Doch es gibt auch Kritik am uneinheitlichen Vorgehen. In den vergangenen Tagen hatten mehrere Ministerpräsidenten Lockerungen angekündigt, die über die zuvor ausgehandelten Vereinbarungen von Bund und Ländern hinausgingen. So erklärten gestern etwa Mecklenburg-Vorpommern und Bayern, Gaststätten und Hotels noch im Laufe des Monats öffnen zu wollen.
"Ein zusammenhangloser Flickenteppich schafft Verwirrung", warnte Gesundheitsminister Jens Spahn im ZDF-"Morgenmagazin". Auch der baden-württembergische Ministerpräsident Winfried Kretschmann mahnte zu Geschlossenheit. "Ich bin ein absoluter Anhänger eines bundesweit abgestimmten Vorgehens, nur das schafft Klarheit und Vertrauen bei den Bürgern", sagte er. "Zusammen kann man nicht bleiben, wenn jeder schon vorher beschlossen hat, was er macht." Er sehe es kritisch, wenn einzelne Länder vorpreschten.
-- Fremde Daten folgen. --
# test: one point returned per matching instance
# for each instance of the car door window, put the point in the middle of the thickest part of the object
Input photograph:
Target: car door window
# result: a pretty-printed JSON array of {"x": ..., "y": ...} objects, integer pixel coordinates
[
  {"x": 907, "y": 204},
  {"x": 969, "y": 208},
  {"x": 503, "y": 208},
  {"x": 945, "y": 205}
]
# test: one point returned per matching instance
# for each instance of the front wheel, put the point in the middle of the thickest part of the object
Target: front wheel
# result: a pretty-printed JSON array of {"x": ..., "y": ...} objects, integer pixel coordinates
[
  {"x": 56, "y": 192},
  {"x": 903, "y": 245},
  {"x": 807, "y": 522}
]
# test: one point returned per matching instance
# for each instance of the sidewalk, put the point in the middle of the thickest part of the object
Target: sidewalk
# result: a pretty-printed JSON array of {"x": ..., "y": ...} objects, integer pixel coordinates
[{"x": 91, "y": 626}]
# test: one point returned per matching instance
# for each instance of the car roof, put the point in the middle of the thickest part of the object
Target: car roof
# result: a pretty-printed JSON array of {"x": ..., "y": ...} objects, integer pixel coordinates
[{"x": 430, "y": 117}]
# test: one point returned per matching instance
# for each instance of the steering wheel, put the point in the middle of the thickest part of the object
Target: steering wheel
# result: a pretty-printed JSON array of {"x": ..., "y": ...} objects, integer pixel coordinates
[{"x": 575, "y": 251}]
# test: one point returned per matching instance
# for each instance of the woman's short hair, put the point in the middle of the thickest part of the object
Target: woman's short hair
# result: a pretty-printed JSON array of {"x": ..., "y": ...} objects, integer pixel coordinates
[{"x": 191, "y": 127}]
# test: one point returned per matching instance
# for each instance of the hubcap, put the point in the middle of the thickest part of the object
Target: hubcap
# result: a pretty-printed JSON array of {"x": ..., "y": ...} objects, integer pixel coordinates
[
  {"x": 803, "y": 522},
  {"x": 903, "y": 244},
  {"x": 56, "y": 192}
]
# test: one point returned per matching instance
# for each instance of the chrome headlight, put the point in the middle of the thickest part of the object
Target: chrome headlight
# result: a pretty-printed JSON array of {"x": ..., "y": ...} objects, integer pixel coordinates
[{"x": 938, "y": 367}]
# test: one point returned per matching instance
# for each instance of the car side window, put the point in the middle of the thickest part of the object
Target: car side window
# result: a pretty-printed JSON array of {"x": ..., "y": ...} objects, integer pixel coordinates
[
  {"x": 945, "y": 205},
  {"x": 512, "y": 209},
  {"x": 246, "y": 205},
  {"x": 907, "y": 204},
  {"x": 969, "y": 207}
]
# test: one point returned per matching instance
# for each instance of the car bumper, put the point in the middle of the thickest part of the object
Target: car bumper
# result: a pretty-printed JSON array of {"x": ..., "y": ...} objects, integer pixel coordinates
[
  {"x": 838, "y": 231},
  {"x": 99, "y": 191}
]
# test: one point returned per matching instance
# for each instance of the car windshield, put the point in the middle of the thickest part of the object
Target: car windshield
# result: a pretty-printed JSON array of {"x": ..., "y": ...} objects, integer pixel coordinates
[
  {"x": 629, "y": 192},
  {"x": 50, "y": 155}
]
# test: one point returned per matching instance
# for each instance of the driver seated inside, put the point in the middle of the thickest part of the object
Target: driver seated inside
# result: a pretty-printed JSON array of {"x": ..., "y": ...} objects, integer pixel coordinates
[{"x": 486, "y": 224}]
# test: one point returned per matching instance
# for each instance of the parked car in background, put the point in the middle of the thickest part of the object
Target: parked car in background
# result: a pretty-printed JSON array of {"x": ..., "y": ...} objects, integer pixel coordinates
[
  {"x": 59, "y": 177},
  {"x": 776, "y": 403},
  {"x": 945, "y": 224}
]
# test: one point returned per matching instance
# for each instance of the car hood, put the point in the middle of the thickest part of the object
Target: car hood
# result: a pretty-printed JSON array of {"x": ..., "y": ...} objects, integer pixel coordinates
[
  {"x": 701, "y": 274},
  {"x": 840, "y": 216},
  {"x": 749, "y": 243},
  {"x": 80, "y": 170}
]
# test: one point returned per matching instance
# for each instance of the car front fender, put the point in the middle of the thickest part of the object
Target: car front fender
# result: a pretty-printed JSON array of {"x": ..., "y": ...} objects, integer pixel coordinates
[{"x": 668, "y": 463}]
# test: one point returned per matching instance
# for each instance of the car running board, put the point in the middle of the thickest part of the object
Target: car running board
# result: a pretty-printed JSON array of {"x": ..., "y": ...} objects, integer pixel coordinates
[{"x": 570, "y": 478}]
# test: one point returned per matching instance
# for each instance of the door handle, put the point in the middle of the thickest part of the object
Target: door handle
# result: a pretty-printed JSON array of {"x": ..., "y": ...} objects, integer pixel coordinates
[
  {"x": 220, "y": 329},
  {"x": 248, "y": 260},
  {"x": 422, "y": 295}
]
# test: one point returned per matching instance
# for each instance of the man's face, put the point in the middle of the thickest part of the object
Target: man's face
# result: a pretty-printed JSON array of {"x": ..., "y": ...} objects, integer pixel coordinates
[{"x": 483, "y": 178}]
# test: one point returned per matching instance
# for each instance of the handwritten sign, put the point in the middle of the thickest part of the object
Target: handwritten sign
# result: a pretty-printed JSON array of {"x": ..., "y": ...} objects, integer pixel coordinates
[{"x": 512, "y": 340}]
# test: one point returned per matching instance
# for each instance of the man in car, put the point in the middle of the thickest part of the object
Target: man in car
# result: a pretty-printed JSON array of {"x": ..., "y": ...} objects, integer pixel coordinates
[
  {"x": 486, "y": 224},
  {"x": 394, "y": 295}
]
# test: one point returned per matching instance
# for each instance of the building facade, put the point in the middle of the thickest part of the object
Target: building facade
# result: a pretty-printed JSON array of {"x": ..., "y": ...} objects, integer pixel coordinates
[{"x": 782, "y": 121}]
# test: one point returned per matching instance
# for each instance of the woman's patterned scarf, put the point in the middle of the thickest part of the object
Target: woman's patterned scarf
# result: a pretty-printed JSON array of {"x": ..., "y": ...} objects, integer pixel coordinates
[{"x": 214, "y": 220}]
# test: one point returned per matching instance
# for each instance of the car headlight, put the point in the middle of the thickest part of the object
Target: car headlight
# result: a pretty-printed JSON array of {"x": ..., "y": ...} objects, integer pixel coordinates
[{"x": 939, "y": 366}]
Profifußball soll noch im Mai loslegen können
In der Vorlage für das heutige Treffen wird nun auch auf den deutschen Profifußball eingegangen. Hier will der Bund die Wiederaufnahme des seit Mitte März ausgesetzten Spielbetriebes in der 1. und 2. Bundesliga erlauben. "Dem Beginn des Spielbetriebs muss eine zweiwöchige Quarantänemaßnahme, gegebenenfalls in Form eines Trainingslagers, vorweggehen", heißt es in der Beschlussvorlage. Als voraussichtlicher Termin für den Beginn der Geisterspiele ohne Zuschauer gilt der 15. oder der 21. Mai - ein genauer Termin ist in der Beschlussvorlage offen gelassen.
Der Bund will zudem den Sport- und Trainingsbetrieb im Breiten- und Freizeitsport in Deutschland unter freiem Himmel unter Bedingungen wieder erlauben.
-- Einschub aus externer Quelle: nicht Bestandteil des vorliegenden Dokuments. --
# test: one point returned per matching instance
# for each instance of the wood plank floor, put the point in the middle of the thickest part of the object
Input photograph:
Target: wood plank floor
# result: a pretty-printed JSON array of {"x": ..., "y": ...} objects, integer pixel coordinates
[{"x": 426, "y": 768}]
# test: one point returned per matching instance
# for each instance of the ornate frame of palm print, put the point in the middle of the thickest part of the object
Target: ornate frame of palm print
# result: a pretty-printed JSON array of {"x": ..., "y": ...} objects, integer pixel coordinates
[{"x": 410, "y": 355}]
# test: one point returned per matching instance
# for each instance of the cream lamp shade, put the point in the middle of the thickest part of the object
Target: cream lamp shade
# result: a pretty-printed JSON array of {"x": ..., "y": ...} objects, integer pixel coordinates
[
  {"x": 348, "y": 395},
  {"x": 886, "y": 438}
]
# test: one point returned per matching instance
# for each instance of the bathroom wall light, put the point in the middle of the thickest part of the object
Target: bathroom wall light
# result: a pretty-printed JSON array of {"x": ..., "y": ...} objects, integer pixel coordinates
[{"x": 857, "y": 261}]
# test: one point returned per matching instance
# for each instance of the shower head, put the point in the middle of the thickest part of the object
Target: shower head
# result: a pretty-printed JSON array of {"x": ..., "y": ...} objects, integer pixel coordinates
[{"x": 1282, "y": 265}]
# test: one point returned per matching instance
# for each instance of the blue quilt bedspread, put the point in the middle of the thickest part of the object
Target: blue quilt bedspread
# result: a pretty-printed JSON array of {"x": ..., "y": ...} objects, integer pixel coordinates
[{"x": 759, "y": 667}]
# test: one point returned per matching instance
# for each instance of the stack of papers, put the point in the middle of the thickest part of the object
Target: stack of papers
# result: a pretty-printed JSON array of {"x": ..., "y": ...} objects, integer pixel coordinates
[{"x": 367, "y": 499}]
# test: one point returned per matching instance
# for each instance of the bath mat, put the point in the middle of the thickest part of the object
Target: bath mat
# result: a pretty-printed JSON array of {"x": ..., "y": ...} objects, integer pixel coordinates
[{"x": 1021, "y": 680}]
Konzept für Schulen und Kitas
Ein weiteres Thema der Beratungen sind Lockerungen der Auflagen für Schulen und Kitas. Allen Schülern soll schrittweise unter Auflagen bis zu den Sommerferien eine Rückkehr an die Schulen ermöglicht werden. Schüler mit besonderem Unterstützungsbedarf etwa wegen der häuslichen Situation oder der technischen Ausstattung sollten "möglichst umgehend gezielte pädagogische Präsenzangebote an den Schulen erhalten."
Um die schwierige Situation von Familien mit Kindern zu erleichtern, kann zudem vom 11. Mai an eine erweiterte Notbetreuung in allen Bundesländern eingeführt werden. Dazu gehören vordringlich unter anderem Kinder mit besonderem pädagogischen oder Sprachförderbedarf, Kinder die in beengten Wohnverhältnissen leben - etwa wenn ein eigenes Kinderzimmer fehlt - sowie Kinder, die am Übergang zur Vorschule oder Schule stehen. Die Einzelheiten sollen die Länder regeln.
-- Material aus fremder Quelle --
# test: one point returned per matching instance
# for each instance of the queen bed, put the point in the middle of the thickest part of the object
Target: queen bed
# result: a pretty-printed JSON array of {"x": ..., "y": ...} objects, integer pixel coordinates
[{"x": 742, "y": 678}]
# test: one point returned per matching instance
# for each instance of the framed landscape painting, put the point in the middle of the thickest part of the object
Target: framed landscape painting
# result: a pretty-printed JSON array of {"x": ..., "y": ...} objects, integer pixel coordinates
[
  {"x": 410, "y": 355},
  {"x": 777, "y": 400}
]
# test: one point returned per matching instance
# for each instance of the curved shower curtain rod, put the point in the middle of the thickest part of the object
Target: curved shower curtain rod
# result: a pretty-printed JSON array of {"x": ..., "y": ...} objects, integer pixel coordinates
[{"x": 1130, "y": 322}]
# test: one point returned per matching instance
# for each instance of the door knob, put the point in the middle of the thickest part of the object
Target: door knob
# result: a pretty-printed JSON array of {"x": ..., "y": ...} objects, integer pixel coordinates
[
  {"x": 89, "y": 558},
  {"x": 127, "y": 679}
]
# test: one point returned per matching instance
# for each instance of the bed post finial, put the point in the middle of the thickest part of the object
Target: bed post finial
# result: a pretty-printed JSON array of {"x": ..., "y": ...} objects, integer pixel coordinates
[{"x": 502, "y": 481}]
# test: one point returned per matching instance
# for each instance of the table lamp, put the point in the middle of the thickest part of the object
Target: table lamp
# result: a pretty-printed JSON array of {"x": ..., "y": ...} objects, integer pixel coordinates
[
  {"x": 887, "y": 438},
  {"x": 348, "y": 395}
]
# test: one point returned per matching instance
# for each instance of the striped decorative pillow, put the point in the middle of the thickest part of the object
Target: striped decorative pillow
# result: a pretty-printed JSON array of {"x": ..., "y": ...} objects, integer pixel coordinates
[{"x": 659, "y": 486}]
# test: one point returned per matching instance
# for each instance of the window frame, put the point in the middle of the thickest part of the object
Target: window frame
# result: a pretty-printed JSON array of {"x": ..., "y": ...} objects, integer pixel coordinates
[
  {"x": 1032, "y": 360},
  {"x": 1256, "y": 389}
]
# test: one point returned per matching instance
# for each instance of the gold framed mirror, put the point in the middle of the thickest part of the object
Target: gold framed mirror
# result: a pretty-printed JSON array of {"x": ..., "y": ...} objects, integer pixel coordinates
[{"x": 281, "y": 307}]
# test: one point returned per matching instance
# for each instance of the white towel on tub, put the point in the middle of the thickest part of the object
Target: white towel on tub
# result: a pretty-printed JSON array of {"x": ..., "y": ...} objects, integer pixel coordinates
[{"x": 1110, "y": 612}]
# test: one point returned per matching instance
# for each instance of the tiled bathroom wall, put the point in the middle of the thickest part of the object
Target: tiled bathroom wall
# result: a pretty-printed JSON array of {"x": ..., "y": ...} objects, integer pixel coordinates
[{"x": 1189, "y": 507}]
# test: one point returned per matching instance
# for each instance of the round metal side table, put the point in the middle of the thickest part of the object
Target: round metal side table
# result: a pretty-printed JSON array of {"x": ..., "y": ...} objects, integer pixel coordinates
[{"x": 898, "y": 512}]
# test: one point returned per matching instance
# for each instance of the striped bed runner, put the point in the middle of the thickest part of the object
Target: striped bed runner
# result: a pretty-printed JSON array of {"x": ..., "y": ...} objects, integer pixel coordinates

FDP-Chef sieht "Kehrtwende"
FDP-Chef Christian Linder sprach im ZDF-"Morgenmagazin mit Blick auf die Beschlussvorlage von einer "Kehrtwende" der Regierung. Diese erfolgt seiner Meinung nach aber zu spät: Er hätte sich eine solche Politik bereit "vor 14 Tagen" gewünscht, sagte Lindner. Merkel habe durch ihr zögerliches Vorgehen zunächst "die Ausfahrt verpasst", weshalb verschiedene Bundesländer dann jeweils alleine Öffnungsschritte beschlossen hätten. Als "absolut richtig" bezeichnete Lindner aber die geplante Regionalisierung der Corona-Bekämpfung.